About Arab women

David Tresilian , Tuesday 23 Aug 2022

This year’s Arab History Days at the Arab World Institute in Paris explored women and gender in the Arab world, writes David Tresilian


This year’s set of Arab History Days, the eighth, taking place at the Arab World Institute in Paris over the long weekend of 10, 11, and 12 June, took women and gender in the Arab world as its theme, exploring issues relating to both and drawing on material from the present and the recent or more distant past.

Starting in 2015, the History Days have established themselves on the Paris calendar as an annual opportunity for French and European audiences to gain an overview of some of the issues animating academic discussion of the Arab world in France, as well as to learn about each year’s crop of new French publications.

Previous years have focused around themes such as the Arabs and the world in 2021, revolts and revolutions in 2020, and the body in 2019, and in addition to the History Days being an opportunity for academic and other authors to present their work to the general public, they also host the Grand Prix of the Arab World Institute. Awarded with the sponsorship of the Institute and the Moroccan Royal Academy, the announcement of the annual Prize is a highlight of the first Day’s meetings.

This year’s History Days took place on a weekend of early summer sunshine in Paris, with the plaza in front of the Arab World Institute on the left bank of the Seine attracting skateboarders, tourists, and speakers and audience members from the History Days, the latter no doubt grabbing a moment out from the busy schedule of lectures, roundtable discussions, and presentations taking place within the Institute’s signature glass-and-aluminium building.

Much of the difficulty for those attending was deciding which individual events to attend. With four taking place simultaneously in different parts of the building, choices had to be made. This was all the more the case this year, since unlike during previous editions of the History Days the discussions were not being broadcast on the radio station France Culture – perhaps they will be again in future years – and there was only limited live-streaming.

Three events on the first day of the History Days caught the Weekly’s eye, presenting the kind of mix that makes the occasion as a whole so rewarding. As was the case in previous years, the theme itself had been broadly interpreted, with women and gender allowing everything from a discussion of contemporary feminism in the Arab Maghreb states of Algeria, Morocco, and Tunisia to a lecture on the harem in pre-modern Morocco, followed in the evening by the presentation of this year’s Prize.

On the second day, there were discussions of Arab women in the Middle Ages, women’s participation in the Algerian War of Independence, and 19th and early 20th-century women’s magazines in the Arab world. They once again presented a mix of contemporary and considerably older history, with speakers working on various periods and areas of Arab history sharing the results of their research with a wider public than the one they might ordinarily reach.
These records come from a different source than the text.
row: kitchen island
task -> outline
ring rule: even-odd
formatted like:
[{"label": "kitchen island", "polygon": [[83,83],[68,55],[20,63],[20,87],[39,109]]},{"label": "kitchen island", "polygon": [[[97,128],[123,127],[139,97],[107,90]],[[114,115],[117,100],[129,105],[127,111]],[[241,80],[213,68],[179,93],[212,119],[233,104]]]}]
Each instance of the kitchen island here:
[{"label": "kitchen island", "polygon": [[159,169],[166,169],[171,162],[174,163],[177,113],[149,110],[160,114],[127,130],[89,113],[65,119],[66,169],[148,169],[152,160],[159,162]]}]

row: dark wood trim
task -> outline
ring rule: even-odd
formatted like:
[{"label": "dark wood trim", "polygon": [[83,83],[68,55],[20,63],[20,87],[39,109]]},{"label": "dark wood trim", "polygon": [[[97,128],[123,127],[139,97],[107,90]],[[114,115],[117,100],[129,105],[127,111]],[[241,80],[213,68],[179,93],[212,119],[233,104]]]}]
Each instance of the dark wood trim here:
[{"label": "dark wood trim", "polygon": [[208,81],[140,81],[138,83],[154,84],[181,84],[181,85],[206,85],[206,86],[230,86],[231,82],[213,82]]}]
There was a strong shortlist for this year’s Grand Prix, exhibiting what president of the jury Henry Laurens, professor of the history of the contemporary Arab world at the Collège de France in Paris, described as a “tropism” towards the Maghreb. It included Histoire de l’Algérie et de ses mémoires, des origines au hirak by Emmanuel Alcaraz, a full-scale history of Algeria drawing on new source materials, Partis politiques et protestations au Maroc, 1934-2020 by Mounia Bennani-Chraibi, a political history of modern Morocco, and Algérie 1914-1962. De la Grande Guerre à l’independence by Jacques Frémeaux, a survey of 20th-century Algerian history by a French specialist on the country.

There was one Egypt-related title on the shortlist in the shape of Les Papyrus de la Mer Rouge: L’inspecteur Merer: un témoin oculaire de la construction des Pyramides by Egyptologist Pierre Tallet describing a papyrus cache discovered at Al-Jarf on the Red Sea in 2013 that records the work of the workmen who moved the stone to build the Great Pyramid of Cheops (Khufu) on the Giza Plateau in around 2570 BCE. Tallet has already published the text of the most important papyrus fragments in two scholarly volumes published by the Institut francais d’archéologie orientale. The present book, co-written with US Egyptologist Marc Lehner, introduces them to a wider audience.

However, in the event, none of these titles won the Prize, which instead was awarded to Vincent Lemire for his book Au pied du mur: Vie et mort du quartier maghrébin de Jérusalem (1187-1967), a study of the nearly thousand-year-old Maghreb quarter of Jerusalem, founded by the Ayyubid sultan Salah al-Din (Saladin) to house pilgrims from the Maghreb countries in the city in 1187 and destroyed in the 1967 War. Lemire is the author of several other books in French on Jerusalem, and Arabic and English translations of his new one are forthcoming.

Emerging from the History Days into the Paris sunshine at the end of three days of stimulating meetings, the value of the exercise was abundantly clear. Possibly some of the speakers had had to simplify their work to meet the needs of a general audience probably not having the kind of background that can be assumed in an audience of their peers.

However, this allowed bridges to be built between such academic work and the general public, reminding the former of their responsibility to explain their preoccupations and encouraging the latter to pursue their interest in issues of general concern. Judging by the impressive turnout for the meetings, perhaps particularly later in the day, these bridges are still up and functioning in France as perhaps they are not in some other countries.

If one criticism might be made of this year’s History Days, it would be that the event might benefit from greater representation from the region. Researchers were present from the Maghreb countries, perhaps because of the close links between institutions in the Maghreb and France. But there were no representatives from other parts of the Arab world, a pity because Paris audiences would surely have gained from learning about their research, and all concerned would have benefitted from the exchange of ideas.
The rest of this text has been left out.